“There’s a popular view of the last few weeks of American politics that goes something like this: Under Joe Biden’s leadership, the Dems are not only easing the current national crisis by handing out $1400 checks and distributing COVID vaccines to American citizens, but has also already enacted some of the most ambitious liberal policy change since the Great Society, making Biden a potentially transformational president after just two months in office. And what are Republicans doing while all this historical achievement is going on? Ranting and raving about ‘cancel culture.'”
“This account isn’t necessarily wrong as a simple description of recent events, though it’s really too soon to evaluate the long-term importance of a American Rescue Plan Act that has been law for less than a week. As I recently remarked to Jeff Stein of the Washington Post, the lack of a sustained conservative attack on the bill eased the political pressure on moderate Democratic members of Congress who might otherwise have worried about its $1.9 trillion cost: ‘the case against Democrats [right now] is being made on Dr. Seuss and Mr. Potato Head, not the debt.'”
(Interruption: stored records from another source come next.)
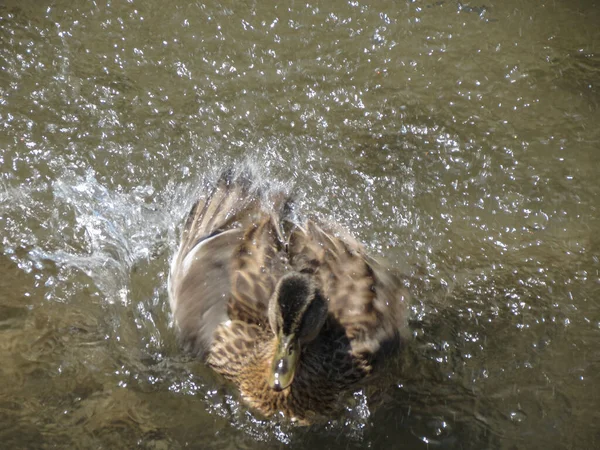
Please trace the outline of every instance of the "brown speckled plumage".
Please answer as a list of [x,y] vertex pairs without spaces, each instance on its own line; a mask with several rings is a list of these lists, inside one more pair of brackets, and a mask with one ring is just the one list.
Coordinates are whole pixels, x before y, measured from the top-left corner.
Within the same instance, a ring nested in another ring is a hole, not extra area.
[[[371,374],[384,347],[401,343],[408,296],[398,276],[347,232],[289,220],[288,206],[282,193],[267,196],[247,176],[223,175],[190,212],[169,293],[188,351],[261,413],[310,423],[334,414],[341,394]],[[327,318],[302,348],[292,384],[275,391],[268,384],[276,344],[267,310],[288,273],[312,280]]]

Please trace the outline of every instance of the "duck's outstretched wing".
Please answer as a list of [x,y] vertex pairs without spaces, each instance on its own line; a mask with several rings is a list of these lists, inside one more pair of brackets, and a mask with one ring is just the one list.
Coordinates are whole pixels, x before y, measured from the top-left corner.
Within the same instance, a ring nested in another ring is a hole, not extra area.
[[190,211],[171,264],[169,297],[183,345],[196,355],[205,356],[215,328],[228,319],[231,261],[258,203],[251,183],[229,171]]
[[407,329],[408,294],[400,278],[368,257],[347,232],[334,234],[309,220],[292,232],[289,252],[295,270],[317,277],[355,355],[370,358],[400,342]]
[[[272,199],[279,208],[285,196]],[[227,320],[266,325],[267,305],[285,271],[277,215],[261,208],[248,174],[225,172],[186,221],[169,276],[171,310],[186,350],[206,356]]]

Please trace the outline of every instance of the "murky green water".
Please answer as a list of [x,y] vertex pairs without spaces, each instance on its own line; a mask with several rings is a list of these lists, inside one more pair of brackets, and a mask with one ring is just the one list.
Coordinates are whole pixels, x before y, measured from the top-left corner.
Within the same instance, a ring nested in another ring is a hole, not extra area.
[[[599,6],[2,1],[2,447],[600,446]],[[327,426],[253,416],[169,323],[242,159],[411,276],[406,366]]]

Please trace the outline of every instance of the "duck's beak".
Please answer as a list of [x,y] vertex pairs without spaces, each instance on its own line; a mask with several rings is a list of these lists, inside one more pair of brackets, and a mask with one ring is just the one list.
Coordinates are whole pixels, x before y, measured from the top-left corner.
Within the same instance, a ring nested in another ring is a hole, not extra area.
[[300,346],[294,334],[277,336],[277,347],[271,364],[269,386],[275,391],[283,391],[294,381]]

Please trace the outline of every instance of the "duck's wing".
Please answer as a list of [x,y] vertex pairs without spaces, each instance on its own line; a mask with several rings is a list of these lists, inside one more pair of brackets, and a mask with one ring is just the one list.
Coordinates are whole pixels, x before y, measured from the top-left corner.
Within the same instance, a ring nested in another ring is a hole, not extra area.
[[205,356],[215,328],[227,320],[231,261],[257,205],[250,183],[225,173],[190,211],[171,264],[169,298],[180,339],[194,354]]
[[263,213],[246,229],[232,259],[229,317],[266,328],[269,299],[287,270],[277,220]]
[[407,329],[408,294],[394,272],[367,256],[347,232],[336,231],[310,220],[296,227],[289,243],[292,266],[314,274],[352,352],[370,357],[400,342]]
[[[186,350],[205,357],[227,320],[265,326],[286,270],[277,215],[244,175],[226,172],[186,221],[169,276],[171,310]],[[284,195],[274,198],[275,207]]]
“Leading conservative media voices and prominent Republican politicians alike have rallied to the defense of these pop-culture figures and other symbols of traditional Americana supposedly in danger of permanent suppression by the censorious left; Rep. Jim Jordan argued last month that ‘cancel culture… is the number one issue for the country to address today.’ But the cancel-culture preoccupation isn’t necessarily a mistake for Republicans – at least if their main objective is electoral success, not substantive influence. Polls have consistently shown that Biden’s COVID response efforts gain wider popular approval than any other major policy or presidential quality. Meanwhile, as Harry Enten of CNN recently pointed out, the assertion that political correctness has ‘gone too far’ receives broader agreement from the American public than the Republican Party’s positions on many other political issues. Rather than trying to convince voters that legislation containing immediate four-figure cash payments for everyone in their family is actually a bad idea, it’s strategically easier to simply move the partisan battle to more favorable terrain” – Honest Graft.